One of it is the name your device thinks it's called.
It could be an empty ( non ) text.
Or something like "android-d90b45910562a5e0" (for those who never bothered setting a 'name' for their device).
Or iPhone-X-Gertjan if you've set one.But, you can use a "static MAC DHCP" entry, and name the device differently. This way, whatever the devices was telling about it's host name isn't use for DNS. It's you, the admin, that decides how the device is called in the network.
take note that for some device you can't set the hos name anyway. For example, I've multiple credit card terminal here, and their host name is hard coded.
So I created a static MAC DHCP lease : "TPE-Restaurant" "TPE-Bar and "TPE-Hotel"0What you also need to know :
The DNS resolver doesn't know about DHCP, doesn't know what DHCP is.
On the other hand, the DHCP server maintains and hands out DHCP leases : it knows what device with what MAC address use what I for which duration.So, some "glue code" was written that converts the local leases, stored here /var/dhcpd/var/db/dhcpd.leases (see the file for yourself ) into another file that the local dns resolver (or forwarder) understands. For the resolver, that will be /var/unbound/dhcpleases_entries.conf
For every new incoming lease handed out by the DHCP server, the "glue code" is started, leases are converted, and the local dns (resolver or forwarder) are signalled : "hey, there is new info available, please re read the files on disk as I changed one of them".

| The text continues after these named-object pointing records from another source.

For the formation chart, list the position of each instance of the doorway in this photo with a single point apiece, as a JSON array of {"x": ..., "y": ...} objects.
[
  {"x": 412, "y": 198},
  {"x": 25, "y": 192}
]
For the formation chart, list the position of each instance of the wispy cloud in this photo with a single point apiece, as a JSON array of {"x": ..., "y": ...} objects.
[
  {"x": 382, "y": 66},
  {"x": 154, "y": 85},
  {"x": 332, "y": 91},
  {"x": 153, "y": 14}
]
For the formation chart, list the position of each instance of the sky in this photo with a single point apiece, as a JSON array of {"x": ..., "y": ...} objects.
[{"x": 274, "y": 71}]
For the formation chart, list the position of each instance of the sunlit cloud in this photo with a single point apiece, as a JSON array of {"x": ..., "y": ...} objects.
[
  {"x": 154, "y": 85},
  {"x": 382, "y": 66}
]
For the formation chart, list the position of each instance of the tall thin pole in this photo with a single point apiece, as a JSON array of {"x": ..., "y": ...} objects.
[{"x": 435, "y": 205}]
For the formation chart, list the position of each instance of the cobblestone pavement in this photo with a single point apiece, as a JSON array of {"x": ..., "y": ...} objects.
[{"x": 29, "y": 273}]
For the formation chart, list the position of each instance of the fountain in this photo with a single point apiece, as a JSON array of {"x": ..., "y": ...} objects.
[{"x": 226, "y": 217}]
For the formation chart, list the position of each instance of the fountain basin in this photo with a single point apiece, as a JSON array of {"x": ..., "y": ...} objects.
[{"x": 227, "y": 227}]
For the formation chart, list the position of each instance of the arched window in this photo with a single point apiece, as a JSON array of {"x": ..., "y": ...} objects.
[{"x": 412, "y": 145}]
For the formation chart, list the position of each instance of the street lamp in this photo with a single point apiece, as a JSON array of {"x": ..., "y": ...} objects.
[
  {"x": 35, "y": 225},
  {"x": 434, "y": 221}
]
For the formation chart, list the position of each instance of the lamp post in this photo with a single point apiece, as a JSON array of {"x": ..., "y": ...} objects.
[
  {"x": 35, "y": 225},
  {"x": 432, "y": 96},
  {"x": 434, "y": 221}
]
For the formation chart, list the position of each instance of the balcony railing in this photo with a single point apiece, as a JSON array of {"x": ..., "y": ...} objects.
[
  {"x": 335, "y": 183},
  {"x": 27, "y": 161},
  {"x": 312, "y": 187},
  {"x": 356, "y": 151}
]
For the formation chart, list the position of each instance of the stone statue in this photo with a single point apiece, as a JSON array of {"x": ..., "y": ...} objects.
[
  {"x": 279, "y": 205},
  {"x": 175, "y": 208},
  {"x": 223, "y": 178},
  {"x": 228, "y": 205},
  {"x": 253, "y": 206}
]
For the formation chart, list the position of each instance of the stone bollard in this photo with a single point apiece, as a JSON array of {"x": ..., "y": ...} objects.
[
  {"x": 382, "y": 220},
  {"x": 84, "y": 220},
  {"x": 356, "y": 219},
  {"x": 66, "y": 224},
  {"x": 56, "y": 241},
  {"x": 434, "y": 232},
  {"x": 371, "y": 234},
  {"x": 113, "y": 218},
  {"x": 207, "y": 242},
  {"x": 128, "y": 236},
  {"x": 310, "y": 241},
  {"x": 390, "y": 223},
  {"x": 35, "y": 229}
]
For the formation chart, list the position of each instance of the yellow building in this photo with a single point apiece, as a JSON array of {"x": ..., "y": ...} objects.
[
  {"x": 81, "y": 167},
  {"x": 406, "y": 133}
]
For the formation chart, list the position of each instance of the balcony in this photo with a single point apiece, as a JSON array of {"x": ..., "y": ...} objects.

For the resolver, this boils down : restarting it.
DNSMasq : the forwarder, I don't now.That's why I prefer to stop this "restating"as during the restart of the resolver, DNS is temporally unavailable to the entire network, pfsense and all connected devices on all LANs.
It's not an issue if you have one or two devices that are wired up to pfSense, and ask a new lease every day or so.
But if you have many devices, and many radio based ( known as wWifi ) devices, the DHCP requests are really accelerating.
Having DNS restarted ( again : the resolver, the forwarder, I don't now) this becomes noticeable.
And then came pfBlockerNG-devel. People start to to add huge lists of DNSBL's. These lists have to be re read also by the resolver on every (re) start up. restarting of the resolvers becomes slooooow.
Slow, and very frequent means : DNS is often ko.
And that's not good at all, connected people really start to notice this. -
@Gertjan Hello dear please let us know the most simplest solution for handling this issue of DHCP lease page status.
and yes you are right issue comes on WIFI channel where huge blocks of IP are available.
working with DNS resolver not forwarder.